The players coped with a punishingly condensed regional qualifying schedule that, on four occasions, required them to play three games in three cities in a week. They withstood injuries and suspensions at various junctures to some of their best players.
They endured, near the finish line, a collective gastrointestinal calamity, with 30 members of the team and staff ailing from a devastating stomach bug after their game last week in Mexico City.
The trials, in sum, were easier to accept in the end because achieved their objective.
“As a team, we’ve created bonds and chemistry that, to be honest with you, is very, very different from a lot of teams I’ve played in,” said Adams, citing the team’s collective youth as a reason for its closeness. “Gregg speaks on the fact that, coming into World Cup qualifying, we really want to rewrite how these American fans view us, not just through our style of play, but our intensity, our commitment, our belief that we want to take U.S. Soccer to the next level.”

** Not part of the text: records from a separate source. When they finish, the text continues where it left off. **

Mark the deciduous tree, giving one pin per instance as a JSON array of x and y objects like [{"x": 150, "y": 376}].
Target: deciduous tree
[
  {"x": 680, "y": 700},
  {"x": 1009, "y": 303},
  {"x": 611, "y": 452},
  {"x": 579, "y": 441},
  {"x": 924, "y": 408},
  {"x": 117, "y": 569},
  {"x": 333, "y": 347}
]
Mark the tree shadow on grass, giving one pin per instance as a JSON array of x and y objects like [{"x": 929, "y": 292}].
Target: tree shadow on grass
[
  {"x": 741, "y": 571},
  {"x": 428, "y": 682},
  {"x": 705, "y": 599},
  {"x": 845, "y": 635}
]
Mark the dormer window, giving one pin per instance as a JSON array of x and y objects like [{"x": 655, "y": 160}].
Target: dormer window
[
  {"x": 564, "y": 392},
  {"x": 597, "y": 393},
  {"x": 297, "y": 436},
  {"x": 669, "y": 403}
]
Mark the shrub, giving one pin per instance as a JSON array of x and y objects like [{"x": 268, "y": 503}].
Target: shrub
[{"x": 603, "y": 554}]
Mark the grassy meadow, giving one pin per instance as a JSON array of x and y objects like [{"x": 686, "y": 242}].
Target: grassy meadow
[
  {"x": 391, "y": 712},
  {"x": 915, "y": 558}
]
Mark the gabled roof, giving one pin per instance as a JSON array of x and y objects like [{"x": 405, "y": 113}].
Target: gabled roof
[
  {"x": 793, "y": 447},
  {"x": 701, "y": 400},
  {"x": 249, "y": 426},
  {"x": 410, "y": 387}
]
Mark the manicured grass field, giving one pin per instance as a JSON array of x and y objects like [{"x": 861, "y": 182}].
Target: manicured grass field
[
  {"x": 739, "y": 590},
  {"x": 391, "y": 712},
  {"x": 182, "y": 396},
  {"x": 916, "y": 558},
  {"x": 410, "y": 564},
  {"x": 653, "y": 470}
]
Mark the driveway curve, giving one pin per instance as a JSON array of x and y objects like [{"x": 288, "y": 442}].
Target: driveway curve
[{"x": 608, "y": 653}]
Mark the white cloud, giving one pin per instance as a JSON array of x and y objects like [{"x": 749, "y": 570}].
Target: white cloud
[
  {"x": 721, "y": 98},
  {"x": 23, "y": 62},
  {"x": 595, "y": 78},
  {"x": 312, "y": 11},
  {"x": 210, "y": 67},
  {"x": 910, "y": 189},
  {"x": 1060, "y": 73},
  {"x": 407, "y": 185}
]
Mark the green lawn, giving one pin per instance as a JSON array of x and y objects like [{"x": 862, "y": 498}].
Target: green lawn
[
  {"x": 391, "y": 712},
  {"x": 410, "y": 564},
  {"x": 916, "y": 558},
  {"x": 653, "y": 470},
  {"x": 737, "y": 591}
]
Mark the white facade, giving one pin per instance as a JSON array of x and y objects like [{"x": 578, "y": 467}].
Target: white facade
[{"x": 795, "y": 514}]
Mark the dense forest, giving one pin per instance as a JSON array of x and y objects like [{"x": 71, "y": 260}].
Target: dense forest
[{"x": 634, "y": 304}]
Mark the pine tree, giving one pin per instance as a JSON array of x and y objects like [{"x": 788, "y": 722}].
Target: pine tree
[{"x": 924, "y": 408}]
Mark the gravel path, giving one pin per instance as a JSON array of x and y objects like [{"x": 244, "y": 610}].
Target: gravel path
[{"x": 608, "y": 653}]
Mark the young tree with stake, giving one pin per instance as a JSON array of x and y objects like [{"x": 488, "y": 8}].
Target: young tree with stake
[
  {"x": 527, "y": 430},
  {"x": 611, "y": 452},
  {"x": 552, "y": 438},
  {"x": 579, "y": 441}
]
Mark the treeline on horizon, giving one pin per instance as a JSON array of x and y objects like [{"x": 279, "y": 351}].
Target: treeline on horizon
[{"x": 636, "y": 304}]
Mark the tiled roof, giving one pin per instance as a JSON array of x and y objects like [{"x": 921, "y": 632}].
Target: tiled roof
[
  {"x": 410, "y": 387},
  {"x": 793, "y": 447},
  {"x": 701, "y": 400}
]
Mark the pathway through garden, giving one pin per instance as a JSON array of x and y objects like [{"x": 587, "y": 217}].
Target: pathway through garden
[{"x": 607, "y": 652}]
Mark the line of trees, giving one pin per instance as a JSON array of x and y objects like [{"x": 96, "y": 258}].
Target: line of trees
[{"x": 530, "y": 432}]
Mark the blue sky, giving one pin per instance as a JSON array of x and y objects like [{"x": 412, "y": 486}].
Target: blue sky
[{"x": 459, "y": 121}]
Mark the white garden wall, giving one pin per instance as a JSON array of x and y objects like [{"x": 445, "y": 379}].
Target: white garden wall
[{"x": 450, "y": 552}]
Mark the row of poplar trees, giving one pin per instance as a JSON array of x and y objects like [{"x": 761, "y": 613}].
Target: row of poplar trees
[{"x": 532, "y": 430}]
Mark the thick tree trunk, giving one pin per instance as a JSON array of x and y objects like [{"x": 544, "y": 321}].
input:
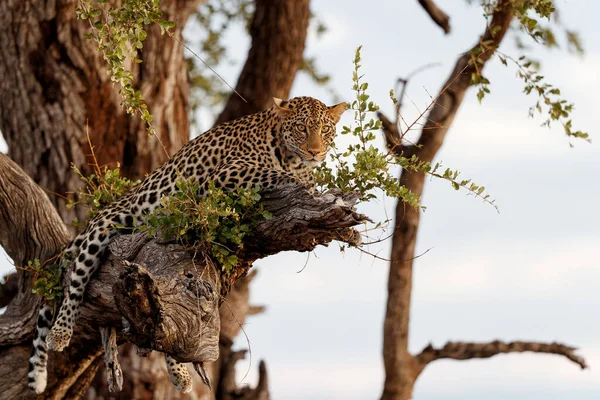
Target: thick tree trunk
[
  {"x": 60, "y": 86},
  {"x": 160, "y": 295},
  {"x": 54, "y": 82},
  {"x": 278, "y": 31}
]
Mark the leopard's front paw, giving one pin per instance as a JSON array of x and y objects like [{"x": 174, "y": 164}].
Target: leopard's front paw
[
  {"x": 179, "y": 374},
  {"x": 58, "y": 338}
]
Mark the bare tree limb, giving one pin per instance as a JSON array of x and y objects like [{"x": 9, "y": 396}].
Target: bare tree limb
[
  {"x": 400, "y": 366},
  {"x": 467, "y": 351},
  {"x": 9, "y": 289},
  {"x": 437, "y": 15},
  {"x": 278, "y": 32}
]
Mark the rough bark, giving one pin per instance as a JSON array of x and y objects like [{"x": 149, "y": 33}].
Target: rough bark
[
  {"x": 60, "y": 85},
  {"x": 55, "y": 82},
  {"x": 160, "y": 295},
  {"x": 437, "y": 15},
  {"x": 278, "y": 31},
  {"x": 402, "y": 368}
]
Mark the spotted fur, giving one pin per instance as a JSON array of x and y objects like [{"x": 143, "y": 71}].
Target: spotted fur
[
  {"x": 179, "y": 374},
  {"x": 274, "y": 147}
]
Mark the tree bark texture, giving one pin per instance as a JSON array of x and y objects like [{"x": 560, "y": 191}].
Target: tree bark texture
[
  {"x": 278, "y": 30},
  {"x": 60, "y": 85},
  {"x": 402, "y": 368},
  {"x": 54, "y": 84},
  {"x": 162, "y": 296}
]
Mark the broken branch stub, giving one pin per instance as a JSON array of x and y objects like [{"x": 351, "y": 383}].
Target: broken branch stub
[{"x": 167, "y": 297}]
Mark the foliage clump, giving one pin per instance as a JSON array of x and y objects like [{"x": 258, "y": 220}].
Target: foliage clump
[
  {"x": 47, "y": 277},
  {"x": 365, "y": 168},
  {"x": 99, "y": 189},
  {"x": 530, "y": 15},
  {"x": 216, "y": 222},
  {"x": 120, "y": 33}
]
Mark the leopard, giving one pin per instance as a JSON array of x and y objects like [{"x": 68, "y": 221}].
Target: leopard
[{"x": 272, "y": 148}]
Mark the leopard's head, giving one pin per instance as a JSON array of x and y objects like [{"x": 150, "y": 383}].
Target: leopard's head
[{"x": 308, "y": 126}]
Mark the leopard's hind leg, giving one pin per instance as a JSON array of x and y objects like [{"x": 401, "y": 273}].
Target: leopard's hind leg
[{"x": 95, "y": 239}]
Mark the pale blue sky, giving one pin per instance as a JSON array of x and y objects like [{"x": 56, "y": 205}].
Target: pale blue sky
[{"x": 529, "y": 273}]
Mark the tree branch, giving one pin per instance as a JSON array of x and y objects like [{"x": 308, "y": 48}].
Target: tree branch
[
  {"x": 9, "y": 289},
  {"x": 467, "y": 351},
  {"x": 438, "y": 16},
  {"x": 278, "y": 32},
  {"x": 399, "y": 364},
  {"x": 161, "y": 295}
]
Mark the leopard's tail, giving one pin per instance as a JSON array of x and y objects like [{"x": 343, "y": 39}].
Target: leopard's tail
[{"x": 38, "y": 373}]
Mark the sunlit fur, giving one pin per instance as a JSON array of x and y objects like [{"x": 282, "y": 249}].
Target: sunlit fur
[{"x": 270, "y": 149}]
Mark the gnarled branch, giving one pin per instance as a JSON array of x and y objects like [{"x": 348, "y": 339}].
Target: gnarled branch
[
  {"x": 467, "y": 351},
  {"x": 158, "y": 295}
]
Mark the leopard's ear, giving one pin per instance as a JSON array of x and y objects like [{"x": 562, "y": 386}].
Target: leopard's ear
[
  {"x": 280, "y": 107},
  {"x": 337, "y": 111}
]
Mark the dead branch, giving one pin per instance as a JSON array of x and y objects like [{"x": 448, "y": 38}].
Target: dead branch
[
  {"x": 153, "y": 293},
  {"x": 437, "y": 15},
  {"x": 400, "y": 368},
  {"x": 467, "y": 351}
]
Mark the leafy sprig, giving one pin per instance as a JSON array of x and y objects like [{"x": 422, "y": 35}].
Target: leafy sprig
[
  {"x": 216, "y": 222},
  {"x": 119, "y": 32},
  {"x": 365, "y": 168}
]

What comes now? What does that next level look like?
The unglamorous toil of qualifying tends to be forgotten when actual World Cup games beckon on the horizon. The dread can dissipate. The anticipation can build.
The team is filled with young players — in many cases occupying starring roles for distinguished clubs in Europe — whose individual upward trajectories should, in theory, augur well for the group.
“I think we can do some damage, man,” Pulisic said. “I think the country will get behind us, and we’re going to give it everything we’ve got.”
Berhalter pointed out, too, that the coming months provided plenty of time for players currently on the fringes of the team, or ones not involved at all, to make their cases to join the group in Qatar.
But all of that will be sorted out in the months to come. For now, after a stress-free trip to Costa Rica, they are in — and that is reason enough for them to celebrate.